Do you remember a movie called "The Big Short"?
It came out in 2015 and told the story of four visionaries who predicted the bursting of the housing and credit bubble that occurred in the late 2000s and led to the Great Recession.
The movie won Academy Awards for writing and adapted screenplay, was nominated for Best Motion Picture of the Year and took home a slew of other nominations and awards from BAFTA, the Screen Actors Guild and the Broadcast Film Critics Association.
And then it was largely forgotten.
If you haven't watched the film in a while (or if you've never seen it), now might be a good time to check it out on Netflix – because if history and Hollywood have taught Americans anything, it's that more bubbles are sure to burst.
The only questions are when will the next financial meltdown occur, and how will you protect yourself?
The more things change, the more things stay the same
America learned some hard lessons during the Great Recession, and in response, some changes have been made.
Lending standards for mortgages have been tightened, mortgages that require no income or asset verification have fallen out of favor, and underwriting and appraisal practices have been refined.
Thankfully, inflated values and "liars' loans" are no more. Back in 2006, a migrant worker who made less than $20,000 a year could land a $600,000 mortgage.
These are positive developments, but some things have remained the same.
Economic growth still depends on consumer spending. Debt continues to skyrocket. Mortgage rates continue to hit never-before-seen lows. And mortgages continue to be sold off and securitized.
And then there's the matter of banks and large financial organizations that are still shortchanging investors through price-fixing and other scandals.
In a sense, the financial services industry is heading right back in the direction it was going just before the bubble burst in 2008.
Consider this statement from Dr. Michael Burry (who was played by Christian Bale in "The Big Short"), which was published in New York Magazine back in 2015:
"We are right back at it: trying to stimulate growth through easy money. It hasn't worked, but it's the only tool the Fed's got. Meanwhile, the Fed's policies widen the wealth gap, which feeds political extremism, forcing gridlock in Washington. Interest rates are used to price risk, and so in the current environment, the risk-pricing mechanism is broken. That is not healthy for an economy. We are building up terrific stresses in the system."
In other words: another bubble is likely to burst.
How will you protect yourself?
According to Burry, protecting yourself from the next economic meltdown requires a five-step strategy:
1) Focus on growth. Now is not the time to be frugal. Instead, you should be focusing on growth.
2) See the big picture. Recognize that your mortgage, investments, insurance and personal finances are all connected; what happens to one will affect the others.

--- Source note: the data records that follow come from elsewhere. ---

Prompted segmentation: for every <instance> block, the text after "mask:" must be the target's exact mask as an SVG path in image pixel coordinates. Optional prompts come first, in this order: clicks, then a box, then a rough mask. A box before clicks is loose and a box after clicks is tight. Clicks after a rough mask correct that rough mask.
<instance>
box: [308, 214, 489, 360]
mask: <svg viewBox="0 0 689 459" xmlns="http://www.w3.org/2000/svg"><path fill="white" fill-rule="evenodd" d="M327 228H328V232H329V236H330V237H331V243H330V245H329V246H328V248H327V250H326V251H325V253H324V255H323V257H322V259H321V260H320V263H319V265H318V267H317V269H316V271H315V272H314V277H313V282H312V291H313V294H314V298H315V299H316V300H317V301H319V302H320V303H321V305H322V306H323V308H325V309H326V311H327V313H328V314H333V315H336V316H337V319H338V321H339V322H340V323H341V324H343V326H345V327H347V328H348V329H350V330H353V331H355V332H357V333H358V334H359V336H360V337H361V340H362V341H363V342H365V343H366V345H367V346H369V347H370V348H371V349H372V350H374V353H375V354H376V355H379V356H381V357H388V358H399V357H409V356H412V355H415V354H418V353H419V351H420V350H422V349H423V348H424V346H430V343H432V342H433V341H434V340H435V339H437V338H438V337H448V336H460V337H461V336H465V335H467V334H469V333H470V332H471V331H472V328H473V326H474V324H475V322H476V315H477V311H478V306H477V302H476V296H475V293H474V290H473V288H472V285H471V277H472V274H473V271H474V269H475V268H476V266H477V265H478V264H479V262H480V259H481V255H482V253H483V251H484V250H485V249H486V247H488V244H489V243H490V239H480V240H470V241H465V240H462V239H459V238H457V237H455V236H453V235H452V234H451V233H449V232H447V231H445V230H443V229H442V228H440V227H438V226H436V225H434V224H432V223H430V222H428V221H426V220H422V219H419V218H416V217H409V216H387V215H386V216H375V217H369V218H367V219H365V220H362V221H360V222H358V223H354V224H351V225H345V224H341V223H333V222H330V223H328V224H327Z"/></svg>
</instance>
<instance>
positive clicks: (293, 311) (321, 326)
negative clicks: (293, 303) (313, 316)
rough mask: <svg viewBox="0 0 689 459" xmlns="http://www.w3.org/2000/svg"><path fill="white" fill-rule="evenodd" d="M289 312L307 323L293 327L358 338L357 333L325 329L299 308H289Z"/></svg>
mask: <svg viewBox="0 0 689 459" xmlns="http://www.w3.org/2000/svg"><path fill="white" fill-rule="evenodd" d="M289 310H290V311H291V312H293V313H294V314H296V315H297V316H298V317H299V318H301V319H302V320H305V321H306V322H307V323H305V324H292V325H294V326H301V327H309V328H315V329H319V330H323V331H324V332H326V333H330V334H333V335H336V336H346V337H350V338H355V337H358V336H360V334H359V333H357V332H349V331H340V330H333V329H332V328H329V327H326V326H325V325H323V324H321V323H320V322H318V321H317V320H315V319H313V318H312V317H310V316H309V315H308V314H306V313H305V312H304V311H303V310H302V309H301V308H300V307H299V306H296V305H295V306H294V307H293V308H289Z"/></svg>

3) Create cash flow. When the economy tanks, cash flow is more important than net worth. Create it now, before the bubble bursts.
4) Control your money. Don't let a financial adviser control your money. Instead, make sure you are making the decisions and have access to your assets.
5) Diversify. One of the best ways to control your money is to truly diversify your portfolio. One of the best ways to truly diversify your portfolio is to invest in non-correlated investments (such as life settlements) that are not dependent on the stock market or real estate prices.
All signs point to another bubble bursting. Will you be ready for it this time?